During parent conferences last month, I had an in-depth conversation with the mother of one of these boys. She expressed a desire to see her son read more at home. She told me that it is a nightly battle to get him to read. During our conversation, I could sense her frustration. The next week, her son and I sat down to have a post-reading conference on the book The Lightning Thief, which was recommended to him by a friend. He was so excited to share about this book. He was able to tell me, in vivid detail, about the characters, conflict and themes. He was able to explain why he would recommend this book to others. He was so fired up about it, and couldn’t wait to start The Sea of Monsters, the second book in the series.
After that conference, I began to notice a change in him as a reader. During Independent Reading, he was actually reading. Sometimes during English, I would catch him with the book under his desk trying to sneak in a few words here and there when he thought I wasn’t looking. He became more in tune to our class novel, The Cay. He would engage in more conversation about the class book, asking questions, predicting and putting in his two cents about his thoughts on the novel. I even caught him sticking around on his break to peruse our class library!
This week I plan on calling his mom to see if she’s seen a change at home. Based on a couple of comments he’s made at school, I suspect it may still be somewhat of a battle on the homefront, but I am looking forward to reporting the changes I’m seeing at school. I think she’ll be pleased.

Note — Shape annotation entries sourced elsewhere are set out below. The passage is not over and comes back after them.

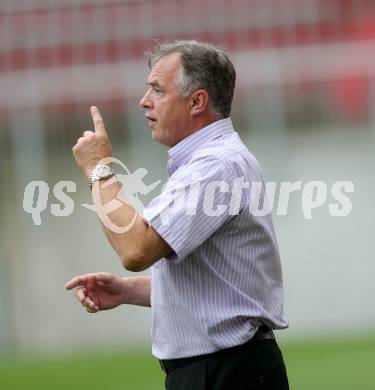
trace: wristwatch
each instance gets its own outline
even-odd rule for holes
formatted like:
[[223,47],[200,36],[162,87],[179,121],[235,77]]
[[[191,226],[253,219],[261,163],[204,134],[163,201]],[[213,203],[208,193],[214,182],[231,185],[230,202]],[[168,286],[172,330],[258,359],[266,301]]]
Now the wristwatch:
[[98,164],[94,170],[92,171],[88,183],[90,188],[92,188],[93,184],[98,180],[105,180],[109,179],[110,177],[114,176],[115,173],[112,170],[112,167],[109,167],[108,165],[104,164]]

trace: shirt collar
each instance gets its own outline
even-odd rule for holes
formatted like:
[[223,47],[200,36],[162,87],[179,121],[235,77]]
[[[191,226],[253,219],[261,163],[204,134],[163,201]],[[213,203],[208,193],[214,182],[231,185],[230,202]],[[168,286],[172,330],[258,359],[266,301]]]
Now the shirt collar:
[[204,144],[233,131],[232,120],[225,118],[210,123],[208,126],[202,127],[195,133],[184,138],[168,150],[169,174],[172,174],[178,167],[189,161],[193,152],[200,149]]

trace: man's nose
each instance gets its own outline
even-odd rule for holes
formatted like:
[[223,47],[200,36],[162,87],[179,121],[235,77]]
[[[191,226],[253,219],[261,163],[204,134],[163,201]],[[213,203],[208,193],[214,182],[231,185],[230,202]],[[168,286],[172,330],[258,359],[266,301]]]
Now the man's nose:
[[148,92],[145,93],[143,98],[139,101],[139,105],[143,108],[150,108],[152,107],[152,101],[150,100],[148,96]]

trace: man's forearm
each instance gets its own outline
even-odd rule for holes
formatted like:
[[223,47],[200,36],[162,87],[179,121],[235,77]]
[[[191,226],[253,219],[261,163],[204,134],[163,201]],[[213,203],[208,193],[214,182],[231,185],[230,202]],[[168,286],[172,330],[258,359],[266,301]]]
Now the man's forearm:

Had I continued to teach reading the way I have over the past three years, this student would have continued to be an “I’d rather” reader this year. I am confident that the decision to include more independent reading time and book sharing, as well as focusing on matching books to readers made a difference with this kid. The changes I’ve made in my class culture have provided an avenue for me to catch the kids passing through that may be good readers, but don’t think reading is good. I caught this one, and I’m hoping to catch more!